Le nouveau recueil de la merveilleuse Alice Munro s’appelle Fugitives, parce que les héroïnes de ces nouvelles ne vont pas se laisser dévorer par leur famille, elles se battent, elles partent. Et si elles doivent revenir à leur point de départ, reprendre le joug de leur condition, de toute façon rien ne sera jamais comme avant.

Rencontrer un inconnu dans le train, prendre l'habitude de voir une pièce de Shakespeare chaque été, se promener en voiture avec le frère de son fiancé, cela n'a l'air de rien, mais pour la jeune enseignante, l'infirmière, ou la serveuse orpheline à qui cela arrive, les conséquences sont des cataclysmes en chaîne. L'homme rêvé, attendu, est chaque fois au rendez-vous, pour le meilleur ou pour le pire. Ces histoires, vastes comme des destins, couvrent plusieurs décennies, de 1927 à l'apparition d'Internet ; pour chaque personnage la confrontation reste cependant la même, entre «l'idée qu'elle se faisait à l'époque de ce que devraient être les relations sexuelles, de la manière dont elle les imaginait», et le souvenir qu'elle en a.

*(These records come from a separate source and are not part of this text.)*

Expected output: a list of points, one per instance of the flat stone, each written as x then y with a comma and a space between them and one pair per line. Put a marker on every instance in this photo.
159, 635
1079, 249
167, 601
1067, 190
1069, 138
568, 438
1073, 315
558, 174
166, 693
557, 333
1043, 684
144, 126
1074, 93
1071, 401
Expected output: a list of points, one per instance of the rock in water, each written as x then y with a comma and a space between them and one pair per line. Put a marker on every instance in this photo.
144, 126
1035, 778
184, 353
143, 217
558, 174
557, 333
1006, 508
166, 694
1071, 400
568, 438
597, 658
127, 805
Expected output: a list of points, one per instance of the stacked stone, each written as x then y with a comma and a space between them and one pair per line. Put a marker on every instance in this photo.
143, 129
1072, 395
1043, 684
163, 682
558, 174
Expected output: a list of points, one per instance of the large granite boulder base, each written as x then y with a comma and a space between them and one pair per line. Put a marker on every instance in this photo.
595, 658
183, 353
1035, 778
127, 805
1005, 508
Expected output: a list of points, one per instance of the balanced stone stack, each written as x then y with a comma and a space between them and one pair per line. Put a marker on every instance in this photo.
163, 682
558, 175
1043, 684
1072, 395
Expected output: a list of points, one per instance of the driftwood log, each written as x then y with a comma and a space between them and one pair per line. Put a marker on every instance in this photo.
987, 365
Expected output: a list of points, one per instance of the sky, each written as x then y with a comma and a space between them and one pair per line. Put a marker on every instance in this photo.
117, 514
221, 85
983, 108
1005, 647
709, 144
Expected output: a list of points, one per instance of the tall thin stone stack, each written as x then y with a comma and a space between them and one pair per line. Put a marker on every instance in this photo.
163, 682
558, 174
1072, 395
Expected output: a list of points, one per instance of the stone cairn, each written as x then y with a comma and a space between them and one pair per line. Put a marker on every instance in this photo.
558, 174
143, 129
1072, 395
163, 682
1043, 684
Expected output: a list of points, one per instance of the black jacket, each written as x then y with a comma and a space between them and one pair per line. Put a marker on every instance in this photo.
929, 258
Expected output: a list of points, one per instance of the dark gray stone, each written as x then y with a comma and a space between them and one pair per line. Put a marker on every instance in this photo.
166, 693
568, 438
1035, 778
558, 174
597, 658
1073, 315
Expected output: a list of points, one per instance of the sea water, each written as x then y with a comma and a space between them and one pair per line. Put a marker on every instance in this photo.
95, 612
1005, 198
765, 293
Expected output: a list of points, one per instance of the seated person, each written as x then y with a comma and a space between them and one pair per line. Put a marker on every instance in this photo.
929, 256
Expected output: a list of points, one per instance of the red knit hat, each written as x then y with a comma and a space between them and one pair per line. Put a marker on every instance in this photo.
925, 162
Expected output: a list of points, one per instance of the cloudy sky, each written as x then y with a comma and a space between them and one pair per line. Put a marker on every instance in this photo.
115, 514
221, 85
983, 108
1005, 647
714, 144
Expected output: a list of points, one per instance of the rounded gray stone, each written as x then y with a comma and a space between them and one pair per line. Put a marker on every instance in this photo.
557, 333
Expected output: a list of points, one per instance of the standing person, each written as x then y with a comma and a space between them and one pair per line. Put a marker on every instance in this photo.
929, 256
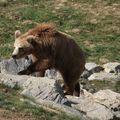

Nuance.Attention, les nouvelles d'Alice Munro sont gorgées de désir, mais elles ne se promènent pas toutes nues. Elles sont d'autant plus bouleversantes qu'une tranquille main de fer les tient en deçà du dévergondage. A partir de quoi aucune nuance du coeur n'échappe à l'auteur. Une de ses consoeurs, Cynthia Ozick, l'a bien dit : «Elle est notre Tchekhov et survivra à la plupart de ses contemporains.»